ラズパイにUbuntu 16.04 LTSをインストールし、Movidius NCSを試す
話題のMovidius NCSを入手しました。
非常に安価で、かつUSBポートに差すだけで、Deep Learningによる認識処理を高速に実行できる、ということで、
ラズパイにMovidius NCSを接続すると色々面白いことができそう。
ラズパイでMovidius NCSについては、以下に手順が詳細記載されております。
qiita.com
基本「上記の手順の通り」なのですが、色々と苦戦・・ちゃっちゃと環境を作って色々試したいと思っていたのですが、「まずは動かす」ことで精いっぱいでした。
以下、はまった点などの備忘録です。
ラズパイにUbuntuを入れる
上記サイトに記載の通り、https://wiki.ubuntu.com/ARM/RaspberryPiからイメージを取得し、SDカードに書き込み、という手順を試みたのですが、何度やっても(上記手順サイトには記載はないが、イメージDLサイトに記載のある)Optional PPAをインストールすると、Ubuntuが起動不能になってしまいました。
途方にくれていたところ、以下のサイトを発見。
tiryoh.com
本サイトの「初期設定済み版」を利用させていただきました。
なお、WindowsにてイメージをSDカードに書き込む方法ですが、
入手したイメージを、7-Zipなどで展開し、Win32 Disk Imager等で、SDカードに書き込めばOKです。
ツールキットのインストール
上記手順サイトの通り、
cd bin ./setup.sh
とすると、数時間のインストール作業のの後、「c++: internal compiler error: Killed」でエラー終了・・
UbuntuをGUI版にしたせいでしょうか?どうやらメモリー不足によるエラーのようです。そこで、
dd if=/dev/zero of=/var/swap.img bs=1024k count=1000 mkswap /var/swap.img swapon /var/swap.img
としてスワップ領域を追加して再度インストールしました。
なお、この状態でmake checkすると、Import Errorが表示されますが、パスの問題のようで、再度bash立ち上げれば消えます。
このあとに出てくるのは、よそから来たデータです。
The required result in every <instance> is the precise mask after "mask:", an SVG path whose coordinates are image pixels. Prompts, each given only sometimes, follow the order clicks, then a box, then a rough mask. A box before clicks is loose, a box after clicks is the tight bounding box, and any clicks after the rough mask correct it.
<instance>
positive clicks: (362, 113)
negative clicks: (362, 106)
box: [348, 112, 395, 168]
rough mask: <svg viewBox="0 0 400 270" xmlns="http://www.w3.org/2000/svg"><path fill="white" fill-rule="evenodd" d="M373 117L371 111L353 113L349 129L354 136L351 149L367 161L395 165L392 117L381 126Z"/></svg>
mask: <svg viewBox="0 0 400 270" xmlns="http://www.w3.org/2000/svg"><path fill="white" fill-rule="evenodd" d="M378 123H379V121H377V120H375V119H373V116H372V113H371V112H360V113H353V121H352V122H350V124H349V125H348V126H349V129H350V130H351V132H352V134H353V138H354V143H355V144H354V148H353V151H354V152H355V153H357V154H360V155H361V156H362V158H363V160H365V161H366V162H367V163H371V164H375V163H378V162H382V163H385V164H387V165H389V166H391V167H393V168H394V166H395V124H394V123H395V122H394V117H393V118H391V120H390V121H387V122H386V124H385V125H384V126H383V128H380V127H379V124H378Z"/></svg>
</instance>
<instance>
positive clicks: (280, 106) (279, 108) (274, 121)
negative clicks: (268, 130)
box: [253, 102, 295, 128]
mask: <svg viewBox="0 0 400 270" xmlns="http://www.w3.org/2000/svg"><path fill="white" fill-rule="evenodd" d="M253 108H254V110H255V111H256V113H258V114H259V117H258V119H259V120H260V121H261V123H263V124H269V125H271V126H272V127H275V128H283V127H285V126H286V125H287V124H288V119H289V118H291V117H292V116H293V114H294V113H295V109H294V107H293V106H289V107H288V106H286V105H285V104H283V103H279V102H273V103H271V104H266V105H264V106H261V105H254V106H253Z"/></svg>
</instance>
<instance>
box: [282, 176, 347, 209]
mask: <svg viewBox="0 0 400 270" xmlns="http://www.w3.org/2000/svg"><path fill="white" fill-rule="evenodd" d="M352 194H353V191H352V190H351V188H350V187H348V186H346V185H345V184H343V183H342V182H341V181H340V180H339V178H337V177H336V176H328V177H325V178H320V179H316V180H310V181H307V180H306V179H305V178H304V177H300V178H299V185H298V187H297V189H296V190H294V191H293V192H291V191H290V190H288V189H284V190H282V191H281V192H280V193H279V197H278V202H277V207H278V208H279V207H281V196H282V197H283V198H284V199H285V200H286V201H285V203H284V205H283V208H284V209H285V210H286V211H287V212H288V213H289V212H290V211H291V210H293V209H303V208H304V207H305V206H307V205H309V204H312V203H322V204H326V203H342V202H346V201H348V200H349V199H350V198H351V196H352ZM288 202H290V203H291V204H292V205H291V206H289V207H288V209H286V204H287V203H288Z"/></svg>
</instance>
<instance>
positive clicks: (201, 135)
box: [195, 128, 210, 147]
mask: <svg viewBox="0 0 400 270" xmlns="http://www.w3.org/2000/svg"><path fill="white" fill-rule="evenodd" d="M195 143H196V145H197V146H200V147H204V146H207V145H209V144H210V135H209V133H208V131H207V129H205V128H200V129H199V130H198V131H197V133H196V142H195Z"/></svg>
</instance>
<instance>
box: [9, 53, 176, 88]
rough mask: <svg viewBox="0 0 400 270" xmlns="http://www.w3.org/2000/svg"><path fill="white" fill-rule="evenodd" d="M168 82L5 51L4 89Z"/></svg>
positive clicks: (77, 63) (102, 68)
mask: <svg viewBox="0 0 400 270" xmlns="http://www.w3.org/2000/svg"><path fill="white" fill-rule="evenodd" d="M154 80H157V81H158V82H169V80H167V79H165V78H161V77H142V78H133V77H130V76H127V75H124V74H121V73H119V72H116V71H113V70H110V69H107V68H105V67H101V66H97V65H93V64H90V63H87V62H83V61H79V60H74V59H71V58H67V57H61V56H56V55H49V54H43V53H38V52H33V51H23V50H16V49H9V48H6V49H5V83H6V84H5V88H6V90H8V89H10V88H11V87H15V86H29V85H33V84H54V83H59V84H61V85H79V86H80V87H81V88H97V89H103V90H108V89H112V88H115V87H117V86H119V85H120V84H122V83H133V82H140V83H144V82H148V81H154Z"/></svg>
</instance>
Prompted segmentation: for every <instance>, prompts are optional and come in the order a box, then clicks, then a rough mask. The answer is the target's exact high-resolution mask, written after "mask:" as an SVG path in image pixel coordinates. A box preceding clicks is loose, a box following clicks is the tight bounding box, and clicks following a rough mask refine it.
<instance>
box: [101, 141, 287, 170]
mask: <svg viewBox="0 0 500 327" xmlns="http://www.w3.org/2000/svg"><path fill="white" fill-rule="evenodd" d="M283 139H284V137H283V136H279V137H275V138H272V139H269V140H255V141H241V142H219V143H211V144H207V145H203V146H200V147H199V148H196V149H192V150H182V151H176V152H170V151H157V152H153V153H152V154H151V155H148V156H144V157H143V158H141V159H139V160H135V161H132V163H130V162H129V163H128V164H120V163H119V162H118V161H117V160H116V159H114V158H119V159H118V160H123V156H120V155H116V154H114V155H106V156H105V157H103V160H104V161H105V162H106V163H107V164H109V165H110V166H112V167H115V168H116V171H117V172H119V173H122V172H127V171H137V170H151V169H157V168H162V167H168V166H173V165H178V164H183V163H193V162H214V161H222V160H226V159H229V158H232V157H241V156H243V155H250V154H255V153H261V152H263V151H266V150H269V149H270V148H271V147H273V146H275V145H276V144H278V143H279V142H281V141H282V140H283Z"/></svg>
また、ttyでmake checkすると、今度は「Gdk-CRITICAL **: gdk_cursor_new_for_display: assertion 'GDK_IS_DISPLAY (display)' failed」が表示されます。ただ、GUIでのコンソール(MATE Terminal)では表示されないし、とりあえずよしとしました。
その後の手順
その後の手順は、手順サイトに記載のとおりうまくいきました。